As for why, various explanations are offered, including an inventive Persian cat comparison:
Because the track of this storm was relatively far offshore, it did not pack the wallop of wet warm ocean air that northeasters can, so the snow was dry and fluffy. Very, very fluffy. Like a Persian cat in a roomful of hair dryers. Thus it blew right off tree branches rather than snapping them down onto power lines. It practically shoveled itself.
Then there’s the issue of measurement:
News of the record-breaking storm that rolled through this weekend did not particularly impress Mr. [Billy] Slavin. “They keep records for Central Park,” Mr. Slavin said. “This is Elm Park [Staten Island].”

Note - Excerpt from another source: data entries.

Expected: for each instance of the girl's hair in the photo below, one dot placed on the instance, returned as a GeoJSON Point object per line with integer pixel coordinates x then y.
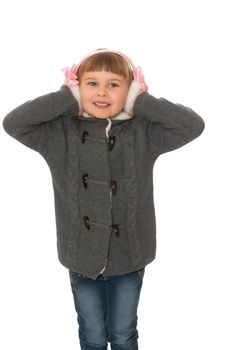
{"type": "Point", "coordinates": [107, 61]}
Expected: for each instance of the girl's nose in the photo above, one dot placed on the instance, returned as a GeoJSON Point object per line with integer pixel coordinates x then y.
{"type": "Point", "coordinates": [102, 91]}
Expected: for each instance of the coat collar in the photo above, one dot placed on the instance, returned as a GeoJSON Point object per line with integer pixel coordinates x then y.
{"type": "Point", "coordinates": [114, 120]}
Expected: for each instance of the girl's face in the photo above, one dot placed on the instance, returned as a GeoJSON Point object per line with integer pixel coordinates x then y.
{"type": "Point", "coordinates": [103, 94]}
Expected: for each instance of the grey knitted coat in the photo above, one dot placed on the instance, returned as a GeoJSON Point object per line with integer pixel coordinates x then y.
{"type": "Point", "coordinates": [102, 175]}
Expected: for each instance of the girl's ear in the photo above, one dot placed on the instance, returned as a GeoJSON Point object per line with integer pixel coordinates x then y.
{"type": "Point", "coordinates": [133, 92]}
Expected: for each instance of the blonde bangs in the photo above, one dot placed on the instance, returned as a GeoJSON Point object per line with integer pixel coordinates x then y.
{"type": "Point", "coordinates": [110, 62]}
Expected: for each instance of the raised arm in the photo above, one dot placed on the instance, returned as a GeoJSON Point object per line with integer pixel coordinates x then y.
{"type": "Point", "coordinates": [31, 122]}
{"type": "Point", "coordinates": [170, 125]}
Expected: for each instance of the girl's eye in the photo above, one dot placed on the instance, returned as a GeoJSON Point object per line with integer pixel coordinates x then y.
{"type": "Point", "coordinates": [114, 85]}
{"type": "Point", "coordinates": [92, 83]}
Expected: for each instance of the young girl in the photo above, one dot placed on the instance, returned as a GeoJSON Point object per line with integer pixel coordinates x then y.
{"type": "Point", "coordinates": [100, 135]}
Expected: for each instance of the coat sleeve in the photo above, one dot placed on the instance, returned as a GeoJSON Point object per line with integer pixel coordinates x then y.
{"type": "Point", "coordinates": [170, 125]}
{"type": "Point", "coordinates": [32, 122]}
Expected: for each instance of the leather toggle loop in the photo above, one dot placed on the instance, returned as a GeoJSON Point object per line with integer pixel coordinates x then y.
{"type": "Point", "coordinates": [114, 187]}
{"type": "Point", "coordinates": [115, 229]}
{"type": "Point", "coordinates": [84, 136]}
{"type": "Point", "coordinates": [85, 180]}
{"type": "Point", "coordinates": [86, 222]}
{"type": "Point", "coordinates": [111, 142]}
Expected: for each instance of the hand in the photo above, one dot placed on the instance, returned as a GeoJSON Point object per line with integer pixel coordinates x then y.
{"type": "Point", "coordinates": [71, 80]}
{"type": "Point", "coordinates": [135, 90]}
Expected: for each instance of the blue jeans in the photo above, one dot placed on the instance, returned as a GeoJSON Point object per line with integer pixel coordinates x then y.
{"type": "Point", "coordinates": [107, 310]}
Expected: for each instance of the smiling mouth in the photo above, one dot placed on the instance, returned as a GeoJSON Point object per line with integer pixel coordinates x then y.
{"type": "Point", "coordinates": [101, 105]}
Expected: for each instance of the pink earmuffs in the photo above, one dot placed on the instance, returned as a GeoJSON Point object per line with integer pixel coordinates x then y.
{"type": "Point", "coordinates": [138, 85]}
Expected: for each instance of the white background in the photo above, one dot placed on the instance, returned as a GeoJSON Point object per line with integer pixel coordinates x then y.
{"type": "Point", "coordinates": [185, 50]}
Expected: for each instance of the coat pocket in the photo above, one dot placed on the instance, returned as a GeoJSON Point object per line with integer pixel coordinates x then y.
{"type": "Point", "coordinates": [75, 278]}
{"type": "Point", "coordinates": [141, 272]}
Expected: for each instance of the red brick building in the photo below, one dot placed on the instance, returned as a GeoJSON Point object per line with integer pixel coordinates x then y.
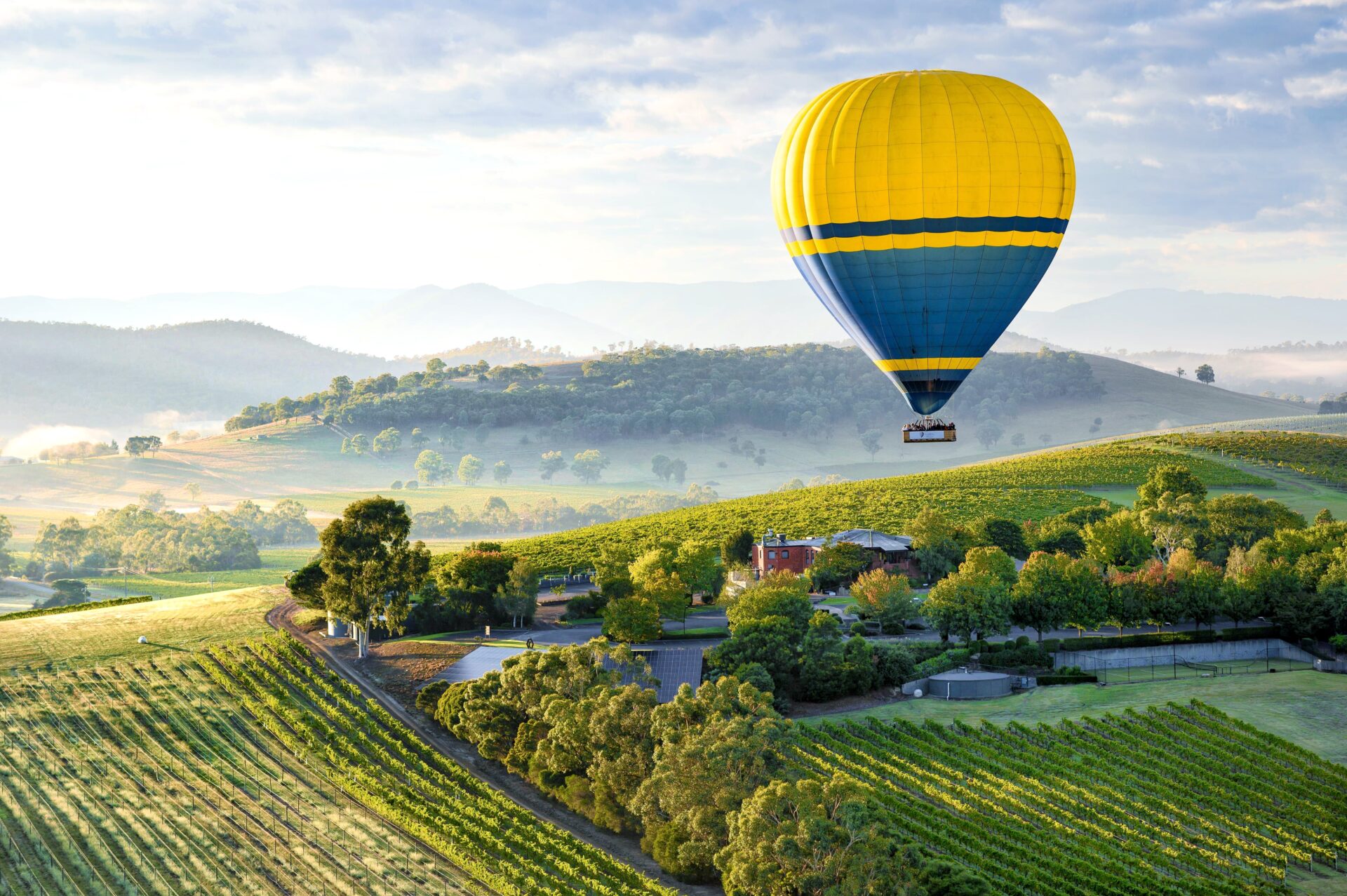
{"type": "Point", "coordinates": [774, 551]}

Mr. Slavin hit on another mitigating aspect of this storm. There really was less snow in Elm Park. And it wasn’t just Elm Park. Borough Park, Ozone Park, Parkchester, Park Ridge, Minnewaska State Park, the Vince Lombardi Park & Ride — just about any park other than Central, the record-breaking storm actually broke no record at all.
For according to Geoff Cornish, a meteorologist at Pennsylvania State University, the heaviest snow fell in a 15-mile-wide band that passed directly over Midtown Manhattan, the southeastern Bronx and northwestern Queens. Thus La Guardia Airport in Flushing received 9 inches more snow than Kennedy, and nobody in Brooklyn saw even 20 inches, let alone two feet.
In fact, of the 17.7 million people who live in the National Weather Service district that includes Central Park, fewer than half live in counties that recorded a two-foot snowfall.
One more thing. Not to cast doubt on a record — or on the hard-working people who keep it — but do you know who measures the snow at Central Park? The security guards at the zoo. They read the numbers off a stick set in a flat, tree-ringed clearing near the sea lion pool.
Therefore, the words, “According to the National Weather Service, the snowfall in Central Park . . .” actually mean, “According to the security guards at the Central Park Zoo.”
Well, thanks for spoiling it. Jerks.